Do you check the nutritional composition on the protein bars, or is it enough for you just to call them “protein”? Do you care for their taste or a healthy and balanced protein snack? These decisions must be taken into account when choosing a protein bar. According to the labels, some bars are protein-based, but the truth can be quite different. The truth is that protein content in some bars is much lower than the carbohydrate level. Do you want to afford a good dosage of protein? You don’t want to spend hours sweating in the gym after a single “protein bar”?
Follow these five tips and you will no longer have to distinguish a nice wrap from a healthy and quality protein bar.
1. Carbohydrates Are Not The First Ingredient You See On The Wrap
This rule seems quite trivial. Still, you would be surprised how many protein bars contain a similar proportion of sugar to classic chocolate bars. This is used especially for better taste. The more sugar bar contains, the more delicious it is. The mistake is also that most people don’t check the amount of sugar because they’re only interested in the proportion of protein and calories. But this can be very deceptive. Carbohydrates can be the first ingredient in a protein bar despite its high protein content. Carbohydrates are also hidden under various names such as dextrose, fructose, molasses, honey, etc. If you’re looking for a protein supplement, take a look at the content of your bar.

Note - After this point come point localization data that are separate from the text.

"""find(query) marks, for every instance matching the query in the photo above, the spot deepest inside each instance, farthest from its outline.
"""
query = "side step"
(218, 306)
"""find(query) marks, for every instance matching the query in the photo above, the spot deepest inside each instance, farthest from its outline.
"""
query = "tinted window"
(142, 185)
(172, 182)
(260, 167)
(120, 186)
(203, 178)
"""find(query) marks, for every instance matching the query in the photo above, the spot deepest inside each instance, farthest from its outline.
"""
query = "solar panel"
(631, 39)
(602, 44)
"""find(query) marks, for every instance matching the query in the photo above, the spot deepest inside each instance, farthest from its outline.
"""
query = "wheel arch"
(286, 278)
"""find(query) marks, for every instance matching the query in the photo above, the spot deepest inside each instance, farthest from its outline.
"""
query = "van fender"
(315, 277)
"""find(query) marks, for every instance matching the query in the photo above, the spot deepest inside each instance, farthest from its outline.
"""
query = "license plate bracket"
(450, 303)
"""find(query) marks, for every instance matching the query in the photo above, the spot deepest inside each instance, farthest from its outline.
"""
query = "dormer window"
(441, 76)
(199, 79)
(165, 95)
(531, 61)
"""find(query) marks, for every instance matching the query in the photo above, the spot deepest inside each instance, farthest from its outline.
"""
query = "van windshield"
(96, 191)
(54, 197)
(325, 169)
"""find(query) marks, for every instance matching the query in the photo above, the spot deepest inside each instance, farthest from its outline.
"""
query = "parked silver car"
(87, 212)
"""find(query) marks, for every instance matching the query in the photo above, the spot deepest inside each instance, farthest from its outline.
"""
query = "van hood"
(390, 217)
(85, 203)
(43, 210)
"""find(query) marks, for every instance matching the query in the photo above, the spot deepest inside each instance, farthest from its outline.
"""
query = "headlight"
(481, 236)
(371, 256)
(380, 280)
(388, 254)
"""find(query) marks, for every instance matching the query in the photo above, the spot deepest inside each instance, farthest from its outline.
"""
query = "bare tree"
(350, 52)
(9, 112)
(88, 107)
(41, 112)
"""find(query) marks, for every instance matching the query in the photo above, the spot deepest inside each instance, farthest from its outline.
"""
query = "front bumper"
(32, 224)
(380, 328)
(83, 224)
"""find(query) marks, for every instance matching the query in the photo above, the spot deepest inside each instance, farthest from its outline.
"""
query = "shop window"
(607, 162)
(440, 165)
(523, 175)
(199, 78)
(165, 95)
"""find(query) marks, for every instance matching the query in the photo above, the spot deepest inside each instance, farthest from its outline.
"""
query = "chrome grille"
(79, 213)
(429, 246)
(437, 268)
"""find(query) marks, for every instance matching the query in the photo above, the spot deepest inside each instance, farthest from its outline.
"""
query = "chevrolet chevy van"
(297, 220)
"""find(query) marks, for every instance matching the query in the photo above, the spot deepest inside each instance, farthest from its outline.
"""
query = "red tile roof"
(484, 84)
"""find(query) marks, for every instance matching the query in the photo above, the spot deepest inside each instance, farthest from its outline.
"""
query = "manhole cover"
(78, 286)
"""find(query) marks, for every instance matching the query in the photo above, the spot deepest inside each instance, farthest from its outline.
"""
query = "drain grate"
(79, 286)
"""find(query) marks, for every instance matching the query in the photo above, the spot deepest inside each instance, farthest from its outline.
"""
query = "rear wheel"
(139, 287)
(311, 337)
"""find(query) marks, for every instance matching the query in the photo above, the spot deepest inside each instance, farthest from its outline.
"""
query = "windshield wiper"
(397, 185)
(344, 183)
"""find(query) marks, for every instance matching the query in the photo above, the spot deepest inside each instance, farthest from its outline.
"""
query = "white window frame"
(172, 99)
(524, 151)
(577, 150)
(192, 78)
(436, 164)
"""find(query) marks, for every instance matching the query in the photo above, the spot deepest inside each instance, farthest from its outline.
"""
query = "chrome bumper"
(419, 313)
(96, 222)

2. A Bar Should Contain At Least 10 Grams Of Protein Per Bar
If you are taking a protein bar to supplement your protein level, you should receive a minimum of 10 grams of protein per bar, ideally more. But if a bar contains less than 10 grams of protein it doesn’t mean it’s a bad snack. On the contrary, a bar with a higher dose of healthy fats and lower protein content will serve as your energy starter for the day and will enrich your breakfast. If you need a quick protein snack, choose a bar containing approximately 20 grams of protein in a single dose. In this case, the primary ingredient on the label is protein. Casein, egg or pea proteins…According to thinkonlifestyle.com, these are all high-quality proteins that are commonly used as protein bar ingredients.
3. A Good Protein Bar Contains Less Than 400 Calories
A good protein bar should serve you as a supplement. Therefore, it’s the product that will fill your blank space on the menu. At the same time, it should provide you with essential nutrients such as protein or fiber. Even calories cannot be completely left out of the diet. But if the protein bar has more than 400 calories, it is no longer a healthy diet supplement. For example, if your bar contains 200 calories but only 6 grams of protein, that is less protein than one boiled egg will offer in just 80 calories. If you don’t take care of a balanced protein diet, you will do more harm than good in your body.
4. Your Bar Should Be Rich With Healthy Fats
When counting calories, it’s good to focus on fat too. Remember that no protein bar would taste good without added sugar, salt or fat. So, if there is a small number of carbohydrates in the bar, it will probably contain more fat or artificial sweeteners. As for fats, you should avoid vegetable fats, soybean, rapeseed, palm, sunflower, and sesame oils. Much healthier fats are in the form of coconut oil, nuts, seeds such as chia or nut butter.
5. Don’t Forget The Fibers
Protein, fat, and carbohydrates combined with fiber are traveling longer than sugar through our digestion tract. Due to this, the body doesn’t feel hungry for a long time. Fiber helps the digestive system, reduces cholesterol levels and helps regulate body weight. Studies have shown that for every 10 grams of fiber we receive – we lose 4% of our belly fat. Therefore, an ideal bar would be the one that contains 3 or more grams of fiber.